While the man looked towards the nearest farmhouse, there appeared in his mind an image of a sailing ship lying on a reef within sight of cliffs. Tall waves were breaking against the ship, and the wind had torn the sails from the masts. Groups of people were huddled on the deck of the ship. Other people were trying to launch lifeboats. Noticeable among these people was a man who was taller and more enterprising than his fellows and who helped to launch several lifeboats and to guide people into the boats.

The man standing on the cliff took an interest in the few details that he seemed to remember from books that he had read. He had been trying for some years to complete the final draft of a long work of fiction, although he had excused himself from writing during the previous year on account of his wife's illness. While he stood on the cliff, he seemed about to learn something that would be of much use to him as a writer of fiction but he was not observant enough to notice such a detail in his mind as that the image of the wrecked sailing ship in his mind was not an image of any sort of nineteenth-century vessel.
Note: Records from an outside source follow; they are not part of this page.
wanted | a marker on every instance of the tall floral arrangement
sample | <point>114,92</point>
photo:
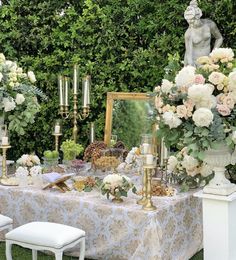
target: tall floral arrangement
<point>18,102</point>
<point>197,110</point>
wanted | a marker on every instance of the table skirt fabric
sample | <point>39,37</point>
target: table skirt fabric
<point>114,231</point>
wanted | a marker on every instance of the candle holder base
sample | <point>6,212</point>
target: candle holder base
<point>8,181</point>
<point>142,201</point>
<point>149,206</point>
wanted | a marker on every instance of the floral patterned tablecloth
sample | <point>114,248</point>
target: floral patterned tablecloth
<point>114,231</point>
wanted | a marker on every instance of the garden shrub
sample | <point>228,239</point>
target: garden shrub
<point>124,45</point>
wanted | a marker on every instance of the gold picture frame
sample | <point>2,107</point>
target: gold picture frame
<point>111,97</point>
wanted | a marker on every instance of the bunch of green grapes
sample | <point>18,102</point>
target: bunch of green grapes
<point>70,149</point>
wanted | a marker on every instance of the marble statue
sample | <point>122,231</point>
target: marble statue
<point>198,35</point>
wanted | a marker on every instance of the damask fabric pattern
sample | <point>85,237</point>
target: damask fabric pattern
<point>114,231</point>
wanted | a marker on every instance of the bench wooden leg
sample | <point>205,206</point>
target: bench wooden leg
<point>8,250</point>
<point>82,249</point>
<point>58,255</point>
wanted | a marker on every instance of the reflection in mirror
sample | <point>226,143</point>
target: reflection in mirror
<point>128,116</point>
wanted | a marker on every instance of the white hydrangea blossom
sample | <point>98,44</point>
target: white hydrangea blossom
<point>171,119</point>
<point>8,104</point>
<point>203,117</point>
<point>186,76</point>
<point>19,99</point>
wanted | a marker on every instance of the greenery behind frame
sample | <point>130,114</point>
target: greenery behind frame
<point>123,44</point>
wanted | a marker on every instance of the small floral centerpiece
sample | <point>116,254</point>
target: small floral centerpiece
<point>133,159</point>
<point>85,184</point>
<point>117,186</point>
<point>28,160</point>
<point>18,102</point>
<point>22,174</point>
<point>197,111</point>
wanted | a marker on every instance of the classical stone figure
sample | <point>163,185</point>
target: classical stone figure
<point>198,35</point>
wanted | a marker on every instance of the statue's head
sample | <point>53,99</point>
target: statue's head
<point>192,12</point>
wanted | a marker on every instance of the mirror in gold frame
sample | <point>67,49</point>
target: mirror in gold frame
<point>128,115</point>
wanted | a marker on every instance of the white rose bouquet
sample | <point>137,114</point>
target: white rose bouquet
<point>117,186</point>
<point>197,109</point>
<point>18,102</point>
<point>28,160</point>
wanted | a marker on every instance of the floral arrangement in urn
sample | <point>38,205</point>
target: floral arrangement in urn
<point>197,111</point>
<point>117,185</point>
<point>70,149</point>
<point>18,102</point>
<point>28,160</point>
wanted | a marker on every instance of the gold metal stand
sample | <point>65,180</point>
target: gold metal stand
<point>143,200</point>
<point>57,141</point>
<point>64,111</point>
<point>4,178</point>
<point>148,170</point>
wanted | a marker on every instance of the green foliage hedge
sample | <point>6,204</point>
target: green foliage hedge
<point>122,44</point>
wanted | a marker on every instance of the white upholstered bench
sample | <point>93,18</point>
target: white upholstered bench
<point>5,223</point>
<point>46,236</point>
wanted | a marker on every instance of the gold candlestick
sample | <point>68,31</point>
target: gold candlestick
<point>57,141</point>
<point>64,106</point>
<point>4,163</point>
<point>149,204</point>
<point>75,113</point>
<point>143,200</point>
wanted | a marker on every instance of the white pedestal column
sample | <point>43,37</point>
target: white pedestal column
<point>219,226</point>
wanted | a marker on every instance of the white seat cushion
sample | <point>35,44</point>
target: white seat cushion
<point>45,234</point>
<point>5,221</point>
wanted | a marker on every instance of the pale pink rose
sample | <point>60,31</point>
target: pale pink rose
<point>199,79</point>
<point>220,98</point>
<point>223,110</point>
<point>182,111</point>
<point>184,151</point>
<point>183,89</point>
<point>216,78</point>
<point>189,104</point>
<point>220,86</point>
<point>228,101</point>
<point>157,89</point>
<point>168,108</point>
<point>158,102</point>
<point>192,172</point>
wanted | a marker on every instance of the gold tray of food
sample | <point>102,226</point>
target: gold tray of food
<point>106,163</point>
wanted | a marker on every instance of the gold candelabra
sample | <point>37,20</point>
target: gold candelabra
<point>4,162</point>
<point>57,141</point>
<point>143,200</point>
<point>63,83</point>
<point>148,171</point>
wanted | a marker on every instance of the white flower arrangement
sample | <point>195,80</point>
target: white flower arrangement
<point>116,185</point>
<point>22,172</point>
<point>18,102</point>
<point>133,158</point>
<point>28,160</point>
<point>35,170</point>
<point>198,111</point>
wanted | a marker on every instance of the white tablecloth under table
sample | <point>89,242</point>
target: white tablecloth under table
<point>114,231</point>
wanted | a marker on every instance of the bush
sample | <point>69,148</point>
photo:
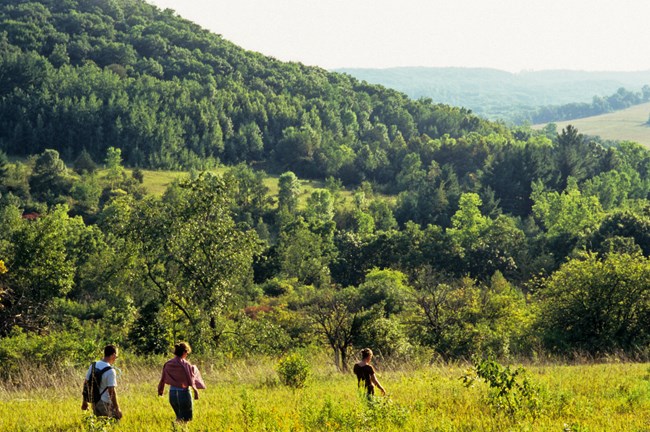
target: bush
<point>293,370</point>
<point>510,391</point>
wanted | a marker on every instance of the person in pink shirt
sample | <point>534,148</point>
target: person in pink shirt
<point>180,375</point>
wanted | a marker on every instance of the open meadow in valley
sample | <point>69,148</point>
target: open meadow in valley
<point>248,397</point>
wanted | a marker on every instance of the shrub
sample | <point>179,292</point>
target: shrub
<point>293,370</point>
<point>510,390</point>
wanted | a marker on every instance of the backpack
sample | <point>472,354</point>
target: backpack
<point>91,391</point>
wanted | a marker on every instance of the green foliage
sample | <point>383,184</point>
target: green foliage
<point>597,305</point>
<point>193,254</point>
<point>293,370</point>
<point>49,181</point>
<point>510,390</point>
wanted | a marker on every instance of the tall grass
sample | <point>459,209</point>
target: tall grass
<point>247,396</point>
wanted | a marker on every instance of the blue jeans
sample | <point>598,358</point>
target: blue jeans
<point>181,401</point>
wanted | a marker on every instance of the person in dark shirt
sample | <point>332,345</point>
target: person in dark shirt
<point>366,373</point>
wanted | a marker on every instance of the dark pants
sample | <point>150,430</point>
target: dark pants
<point>181,401</point>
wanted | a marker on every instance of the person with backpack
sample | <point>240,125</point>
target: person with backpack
<point>181,375</point>
<point>99,386</point>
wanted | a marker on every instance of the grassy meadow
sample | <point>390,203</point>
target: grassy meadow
<point>629,124</point>
<point>247,397</point>
<point>156,182</point>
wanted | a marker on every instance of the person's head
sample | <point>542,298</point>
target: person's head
<point>366,354</point>
<point>182,348</point>
<point>110,353</point>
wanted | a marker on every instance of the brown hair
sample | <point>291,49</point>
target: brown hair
<point>109,350</point>
<point>182,348</point>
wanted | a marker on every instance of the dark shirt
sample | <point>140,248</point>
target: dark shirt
<point>364,373</point>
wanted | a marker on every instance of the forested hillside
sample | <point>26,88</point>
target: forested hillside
<point>464,237</point>
<point>527,96</point>
<point>94,74</point>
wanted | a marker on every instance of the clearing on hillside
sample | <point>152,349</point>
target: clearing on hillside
<point>625,125</point>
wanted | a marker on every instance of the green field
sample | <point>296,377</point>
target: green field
<point>155,182</point>
<point>629,125</point>
<point>247,397</point>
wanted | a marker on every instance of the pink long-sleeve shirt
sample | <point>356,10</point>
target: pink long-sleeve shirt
<point>178,372</point>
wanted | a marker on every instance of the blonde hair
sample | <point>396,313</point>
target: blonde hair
<point>182,348</point>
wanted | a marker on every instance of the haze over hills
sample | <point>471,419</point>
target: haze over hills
<point>628,124</point>
<point>497,94</point>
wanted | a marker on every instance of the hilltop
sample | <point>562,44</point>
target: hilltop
<point>629,124</point>
<point>499,94</point>
<point>93,74</point>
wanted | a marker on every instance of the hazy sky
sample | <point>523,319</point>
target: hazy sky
<point>512,35</point>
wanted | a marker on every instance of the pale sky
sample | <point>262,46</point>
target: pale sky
<point>512,35</point>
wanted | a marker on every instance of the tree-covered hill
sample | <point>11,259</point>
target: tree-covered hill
<point>91,74</point>
<point>495,241</point>
<point>534,96</point>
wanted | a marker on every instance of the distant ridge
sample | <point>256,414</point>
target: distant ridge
<point>498,94</point>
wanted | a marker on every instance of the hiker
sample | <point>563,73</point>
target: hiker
<point>99,386</point>
<point>366,373</point>
<point>181,375</point>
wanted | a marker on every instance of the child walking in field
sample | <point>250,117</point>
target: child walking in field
<point>366,373</point>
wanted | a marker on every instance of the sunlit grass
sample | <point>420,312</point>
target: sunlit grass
<point>629,124</point>
<point>240,397</point>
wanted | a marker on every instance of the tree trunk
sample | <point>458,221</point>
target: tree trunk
<point>344,360</point>
<point>336,358</point>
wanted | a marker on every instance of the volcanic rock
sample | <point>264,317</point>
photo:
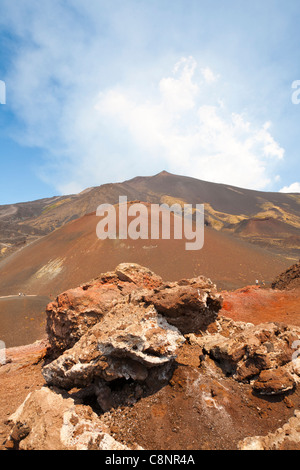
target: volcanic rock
<point>285,438</point>
<point>274,382</point>
<point>289,279</point>
<point>190,305</point>
<point>48,421</point>
<point>245,354</point>
<point>75,311</point>
<point>129,342</point>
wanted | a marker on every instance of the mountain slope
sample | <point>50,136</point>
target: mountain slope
<point>73,254</point>
<point>227,208</point>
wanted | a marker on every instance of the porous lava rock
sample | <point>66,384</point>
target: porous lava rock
<point>49,421</point>
<point>289,279</point>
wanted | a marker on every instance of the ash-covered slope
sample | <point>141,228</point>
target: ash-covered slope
<point>226,208</point>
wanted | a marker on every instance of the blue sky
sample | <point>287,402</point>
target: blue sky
<point>103,91</point>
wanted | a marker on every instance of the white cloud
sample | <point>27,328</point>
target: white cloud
<point>201,140</point>
<point>209,75</point>
<point>94,133</point>
<point>293,188</point>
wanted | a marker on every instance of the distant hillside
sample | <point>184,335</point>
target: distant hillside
<point>271,220</point>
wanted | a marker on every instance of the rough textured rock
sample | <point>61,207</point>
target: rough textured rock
<point>285,438</point>
<point>75,311</point>
<point>255,352</point>
<point>289,279</point>
<point>47,421</point>
<point>274,382</point>
<point>129,342</point>
<point>190,305</point>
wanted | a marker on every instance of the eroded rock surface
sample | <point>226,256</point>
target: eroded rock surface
<point>189,305</point>
<point>262,353</point>
<point>47,421</point>
<point>285,438</point>
<point>129,342</point>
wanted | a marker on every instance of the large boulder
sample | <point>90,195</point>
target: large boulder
<point>75,311</point>
<point>262,353</point>
<point>289,279</point>
<point>190,305</point>
<point>48,421</point>
<point>130,341</point>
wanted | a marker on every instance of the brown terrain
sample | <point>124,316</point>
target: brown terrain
<point>248,214</point>
<point>215,382</point>
<point>184,364</point>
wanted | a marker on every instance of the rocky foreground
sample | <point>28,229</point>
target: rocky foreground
<point>133,362</point>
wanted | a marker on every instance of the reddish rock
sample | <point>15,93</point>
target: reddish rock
<point>274,382</point>
<point>77,310</point>
<point>190,305</point>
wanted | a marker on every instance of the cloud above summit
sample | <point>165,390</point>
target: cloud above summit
<point>96,122</point>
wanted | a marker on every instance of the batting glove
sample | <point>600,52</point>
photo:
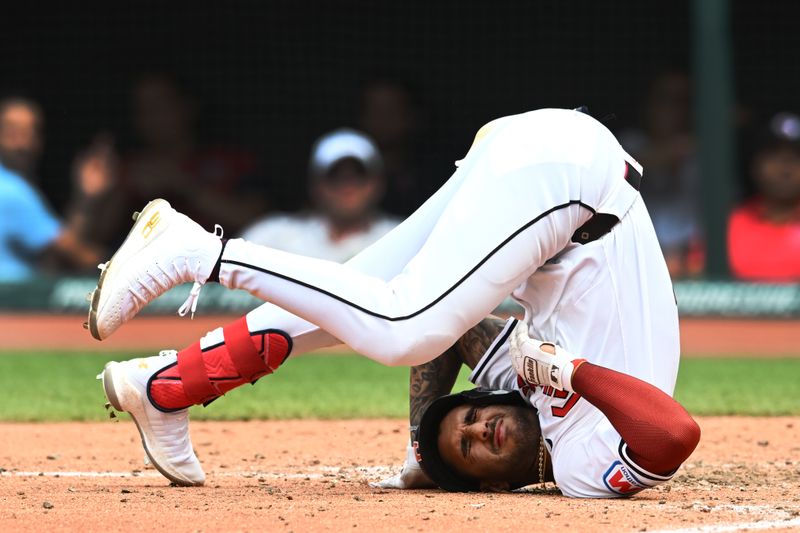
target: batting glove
<point>538,367</point>
<point>410,477</point>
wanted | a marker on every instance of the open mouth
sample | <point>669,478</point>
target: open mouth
<point>499,434</point>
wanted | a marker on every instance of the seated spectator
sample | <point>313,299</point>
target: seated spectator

Not until twenty years later would the man notice that the details of the imageship were those of a line drawing of a Portuguese caravel from the fifteenth century. The man knew hardly anything about any sort of ocean-going vessel, but in his twelfth year he had copied into a school exercise book as part of a so-called project a line drawing of a caravel. As part of the same so-called project, he had searched several pages in his atlas for places bearing names
that seemed to be Portuguese. One such place that he found was the island named Tristan da Cunha in the South Atlantic Ocean, which island his teacher had not previously known about and which she supposed at first to be a fictional island in some or another book of fiction that the boy had read.